Volume 1, Issue 2
An Explosive Theory About Volcanoes
The hulking steel volcano simulator in UC Berkeley professor Michael Manga's laboratory is a far cry from the baking soda-and-vinegar science fair projects of our youth. Of course, that's to be expected. What's unusual is that Manga, a professor of earth and planetary science, is trying to answer the same question posed by the quintessential science class experiment: Why do volcanoes erupt?
Michael Manga is also part of a NASA-funded project to analyze Mars's natural history and the possibility that the planet could have supported life. Five of the 10 team members are professors in UC Berkeley's Department of Earth and Planetary Sciences.
More specifically, Manga's research explains why volcanoes sometimes erupt by oozing lava and other times violently burst ash into the air. Understanding what makes magma erupt in these two very different ways, sometimes from the same volcano, could help scientists determine how hazardous a particular volcano may be.
"Many people live on volcanoes," Manga says. "Knowing when a volcano may be dangerous could help us warn people appropriately. It's way too expensive to tell people to evacuate if nothing ends up happening."
The two types of volcanic eruptions are known as explosive and effusive. Mount Saint Helens' 1980 explosive eruption caused the death of 58 people and more than $1.2 billion in property damage. The slow creep of lava from Hawaii's Kilauea volcano is effusive--visitors flock to the area to watch the honey-like flow.
For many years, scientists believed that explosive eruptions are caused when rising magma breaks as it moves. To demonstrate, Manga grabs a hunk of Silly Putty.
"Silly Putty and magma are similar," he says, tugging on the rubbery substance. "If you deform it slowly enough, it flows. But if you pull it hard, it breaks."
Inside a volcano, the breakage of magma, known as fragmentation, releases gas bubbles trapped in the liquid. The pressure of the escaping gas was thought to propel the fragmented magma, in the form of ash, out of the volcano much like soda squirts from a soft drink bottle if you shake it before popping the top.
But in November, Manga and graduate student Helge Gonnermann published a hypothesis in the journal Nature proposing that fragmentation is also evident in effusive eruptions. According to their report, fragmentation is not the sole cause of explosive eruptions. In fact, they wrote, if the magma repeatedly fragments as it rises to the surface, the steady escape of the gas pressure prevents an explosive eruption. Volcanoes, they went on to say, only explode when the magma rises so quickly that the pressure builds faster than it's released.
"Whether a volcano erupts explosively or not depends on the amount of bubbles inside the magma and how much, or how quickly, the pressure changes," Manga says.
The Little Glass Mountain obsidian flow, the result of late Holocene eruptive activity on the eastern flanks of northern California's Medicine Lake shield volcano, the largest volcano in the Cascade Range. Mt. Shasta, an active volcano, is in the background. (courtesy Helge Gonnermann)
The researchers first realized that fragmentation may be universal across eruptions while studying obsidian created by an effusive eruption at California's Big Glass Mountain volcano.

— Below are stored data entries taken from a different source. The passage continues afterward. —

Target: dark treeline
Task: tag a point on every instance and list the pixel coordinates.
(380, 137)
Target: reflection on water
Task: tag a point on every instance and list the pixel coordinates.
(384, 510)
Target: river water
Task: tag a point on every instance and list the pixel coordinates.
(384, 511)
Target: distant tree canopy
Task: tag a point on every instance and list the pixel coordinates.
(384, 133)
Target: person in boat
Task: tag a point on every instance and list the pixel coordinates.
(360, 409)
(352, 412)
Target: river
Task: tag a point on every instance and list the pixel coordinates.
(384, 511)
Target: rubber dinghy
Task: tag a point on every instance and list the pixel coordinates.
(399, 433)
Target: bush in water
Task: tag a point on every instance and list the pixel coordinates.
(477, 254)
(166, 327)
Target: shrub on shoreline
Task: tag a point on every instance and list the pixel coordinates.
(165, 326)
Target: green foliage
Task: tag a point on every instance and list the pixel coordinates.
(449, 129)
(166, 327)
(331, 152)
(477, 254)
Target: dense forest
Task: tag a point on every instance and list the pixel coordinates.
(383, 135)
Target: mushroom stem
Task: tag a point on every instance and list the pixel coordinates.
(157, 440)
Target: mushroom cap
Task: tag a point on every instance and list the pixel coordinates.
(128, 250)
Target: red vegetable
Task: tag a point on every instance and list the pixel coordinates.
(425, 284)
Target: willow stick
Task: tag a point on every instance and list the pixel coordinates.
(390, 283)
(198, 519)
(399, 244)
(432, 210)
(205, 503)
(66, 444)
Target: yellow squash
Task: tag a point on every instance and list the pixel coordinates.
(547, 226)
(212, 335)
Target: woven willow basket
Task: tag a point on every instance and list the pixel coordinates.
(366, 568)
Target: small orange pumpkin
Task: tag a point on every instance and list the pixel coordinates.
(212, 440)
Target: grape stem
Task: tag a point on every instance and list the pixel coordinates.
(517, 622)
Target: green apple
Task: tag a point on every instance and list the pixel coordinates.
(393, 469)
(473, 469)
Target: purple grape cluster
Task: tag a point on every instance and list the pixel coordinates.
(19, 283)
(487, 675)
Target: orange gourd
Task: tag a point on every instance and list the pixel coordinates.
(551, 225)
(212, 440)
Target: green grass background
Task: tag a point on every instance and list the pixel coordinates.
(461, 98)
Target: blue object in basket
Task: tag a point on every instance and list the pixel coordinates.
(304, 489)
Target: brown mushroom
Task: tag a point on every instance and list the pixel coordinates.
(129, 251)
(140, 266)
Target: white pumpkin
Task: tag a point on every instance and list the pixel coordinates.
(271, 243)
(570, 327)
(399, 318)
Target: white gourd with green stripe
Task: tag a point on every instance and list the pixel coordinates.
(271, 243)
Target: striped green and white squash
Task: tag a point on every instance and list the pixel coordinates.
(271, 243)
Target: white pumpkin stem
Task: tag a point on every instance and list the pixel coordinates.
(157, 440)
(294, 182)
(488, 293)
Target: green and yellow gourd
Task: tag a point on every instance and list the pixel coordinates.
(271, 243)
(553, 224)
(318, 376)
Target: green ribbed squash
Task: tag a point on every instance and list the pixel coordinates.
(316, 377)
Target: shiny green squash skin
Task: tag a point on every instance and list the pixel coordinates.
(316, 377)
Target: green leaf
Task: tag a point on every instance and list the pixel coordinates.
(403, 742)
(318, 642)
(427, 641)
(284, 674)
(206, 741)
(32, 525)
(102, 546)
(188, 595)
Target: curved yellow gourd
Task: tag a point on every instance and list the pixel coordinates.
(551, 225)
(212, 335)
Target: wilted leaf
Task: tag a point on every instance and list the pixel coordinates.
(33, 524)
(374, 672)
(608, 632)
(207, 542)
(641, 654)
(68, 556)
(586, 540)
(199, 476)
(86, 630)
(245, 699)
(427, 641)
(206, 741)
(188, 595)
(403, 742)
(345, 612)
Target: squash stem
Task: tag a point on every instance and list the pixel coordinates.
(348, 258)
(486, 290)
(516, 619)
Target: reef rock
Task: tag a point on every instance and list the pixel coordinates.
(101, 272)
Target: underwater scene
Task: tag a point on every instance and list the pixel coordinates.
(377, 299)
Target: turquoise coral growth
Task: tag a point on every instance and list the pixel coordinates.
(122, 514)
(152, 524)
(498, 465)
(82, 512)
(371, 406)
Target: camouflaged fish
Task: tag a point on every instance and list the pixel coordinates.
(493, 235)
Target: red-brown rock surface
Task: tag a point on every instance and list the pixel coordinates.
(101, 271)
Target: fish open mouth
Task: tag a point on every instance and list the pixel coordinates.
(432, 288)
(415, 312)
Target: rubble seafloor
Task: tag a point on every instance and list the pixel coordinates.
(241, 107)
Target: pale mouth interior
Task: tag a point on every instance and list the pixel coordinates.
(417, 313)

The multi-colored bands visible in the rock hinted that the magma had fragmented, reannealed, and deformed as it ascended.
A 2-cm wide slice through a piece of banded obsidian from Big Glass Mountain in northern California. The bands, which contain different concentrations of microcrystals of the mineral pyroxene, are created by shear forces as the magma rises under the volcano and as it flows on the surface. (courtesy Helge Gonnermann)
Currently, Manga and Atsuko Namiki, a post-doctoral researcher in the laboratory, are using the volcano simulator to test their theories and models about how and why magma fragments. A corn syrup-like liquid is held in the machine's sample chamber, separated from the vacuum chamber by diaphragms. Decreasing the pressure in the vacuum chamber causes the diaphragms to break. Once exposed to the pressure change, the sample liquid expands and blows out the top. A high-speed video camera captures 2,000 frames per second, enabling the researchers to analyze the liquid fragmentation.
"These kinds of experiments help us predict whether something like a big landslide at Mount Saint Helens, for example, would change the pressure enough to cause an explosive eruption," Manga says.
Along with volcano simulators, Manga and his colleagues build unusual models of various planets' entire geological systems. Massive plexiglass vats of corn syrup are heated and cooled from the top and bottom to provide insight into how rock melts and moves through a planet's mantle. In just one day, the researchers can simulate billions of years of Earth's geophysical history. Gaining a better understanding of geophysical fundamentals such as how fluids carry heat through a planet's mantle, Manga says, is important to all of their research efforts.
Post-doctoral research Atsuko Namiki with a volcano simulator. She mixes the various syrupy fluids used in the experiment herself so that they exhibit desired properties.
"Kids have been doing science fair projects about these things forever," he says. "But there are so many simple questions that we just can't answer yet."